Final answer:
The volume of 3.20 mol of gas at 1.50 atm and 20.0 °C is calculated to be 49.424 L using the ideal gas law equation and converting the temperature to Kelvin.
Step-by-step explanation:
To calculate the volume of the gas in the rigid container, we need to use the ideal gas law equation, which is PV = nRT, where P is pressure, V is volume, n is the number of moles of gas, R is the ideal gas constant, and T is temperature in Kelvin. Given the values, P = 1.50 atm, n = 3.20 mol, and T = 20.0 °C, we first need to convert the temperature to Kelvin (T(K) = T(°C) + 273.15). So T = 20.0 + 273.15 = 293.15 K. The ideal gas constant R when dealing with atmospheres for pressure is 0.0821 L atm/(mol K).

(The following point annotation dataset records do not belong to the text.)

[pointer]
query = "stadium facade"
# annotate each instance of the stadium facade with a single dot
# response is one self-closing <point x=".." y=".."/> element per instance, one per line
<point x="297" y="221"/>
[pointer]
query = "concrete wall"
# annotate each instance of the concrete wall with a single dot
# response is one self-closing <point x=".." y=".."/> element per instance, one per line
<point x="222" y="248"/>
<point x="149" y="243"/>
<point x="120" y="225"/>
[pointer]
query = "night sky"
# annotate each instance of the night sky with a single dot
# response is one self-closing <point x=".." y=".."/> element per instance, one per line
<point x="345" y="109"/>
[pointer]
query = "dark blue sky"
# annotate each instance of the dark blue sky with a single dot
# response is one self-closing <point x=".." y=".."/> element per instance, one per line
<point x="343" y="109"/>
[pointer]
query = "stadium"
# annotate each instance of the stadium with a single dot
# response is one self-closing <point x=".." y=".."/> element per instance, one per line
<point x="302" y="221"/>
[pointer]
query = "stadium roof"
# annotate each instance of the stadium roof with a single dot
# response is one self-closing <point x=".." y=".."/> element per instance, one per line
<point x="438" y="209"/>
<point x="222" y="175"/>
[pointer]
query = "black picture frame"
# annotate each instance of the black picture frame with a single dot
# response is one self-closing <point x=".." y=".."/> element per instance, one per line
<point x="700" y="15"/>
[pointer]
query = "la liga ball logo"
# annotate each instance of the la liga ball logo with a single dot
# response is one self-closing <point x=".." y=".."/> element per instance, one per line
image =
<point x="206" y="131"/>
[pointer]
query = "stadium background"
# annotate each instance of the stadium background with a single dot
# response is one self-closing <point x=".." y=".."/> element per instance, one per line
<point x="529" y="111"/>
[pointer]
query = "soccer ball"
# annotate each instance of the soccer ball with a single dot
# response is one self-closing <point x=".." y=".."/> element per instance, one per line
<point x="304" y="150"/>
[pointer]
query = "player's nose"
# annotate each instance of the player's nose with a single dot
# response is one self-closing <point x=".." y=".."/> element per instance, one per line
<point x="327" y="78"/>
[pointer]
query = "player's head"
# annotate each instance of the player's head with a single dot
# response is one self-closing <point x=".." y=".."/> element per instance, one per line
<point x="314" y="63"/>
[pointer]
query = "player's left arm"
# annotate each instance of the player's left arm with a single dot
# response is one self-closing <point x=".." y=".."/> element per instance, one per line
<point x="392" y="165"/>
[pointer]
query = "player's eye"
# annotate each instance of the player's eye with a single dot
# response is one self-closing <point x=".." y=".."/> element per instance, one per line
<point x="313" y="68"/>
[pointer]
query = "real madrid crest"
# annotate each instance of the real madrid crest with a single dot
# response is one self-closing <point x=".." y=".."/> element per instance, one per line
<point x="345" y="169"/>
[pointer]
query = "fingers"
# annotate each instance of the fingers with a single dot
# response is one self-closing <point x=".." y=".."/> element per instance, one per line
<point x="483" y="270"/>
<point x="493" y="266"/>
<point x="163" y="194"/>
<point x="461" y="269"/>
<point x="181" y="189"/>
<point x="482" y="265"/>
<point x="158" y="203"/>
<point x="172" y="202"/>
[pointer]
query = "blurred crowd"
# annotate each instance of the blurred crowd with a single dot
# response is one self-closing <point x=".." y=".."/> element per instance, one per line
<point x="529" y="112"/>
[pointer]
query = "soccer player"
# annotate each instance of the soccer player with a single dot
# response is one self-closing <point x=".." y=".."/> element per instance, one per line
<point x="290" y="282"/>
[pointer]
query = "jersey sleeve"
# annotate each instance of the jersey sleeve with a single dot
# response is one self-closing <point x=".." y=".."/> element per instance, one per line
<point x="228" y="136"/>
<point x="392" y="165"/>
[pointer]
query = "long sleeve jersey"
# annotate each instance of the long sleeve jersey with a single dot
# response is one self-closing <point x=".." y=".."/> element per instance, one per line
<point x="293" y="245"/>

Now, substituting the known values into the ideal gas law equation, we can solve for the volume (V).
V = \(\frac{nRT}{P}\) = \(\frac{3.20 \text{ mol} \times 0.0821 \text{ L atm mol}^{-1} \text{K}^{-1} \times 293.15 \text{ K}}{1.50 \text{ atm}}\)
After performing the calculation, V = 49.424 L, which is the volume of the gas.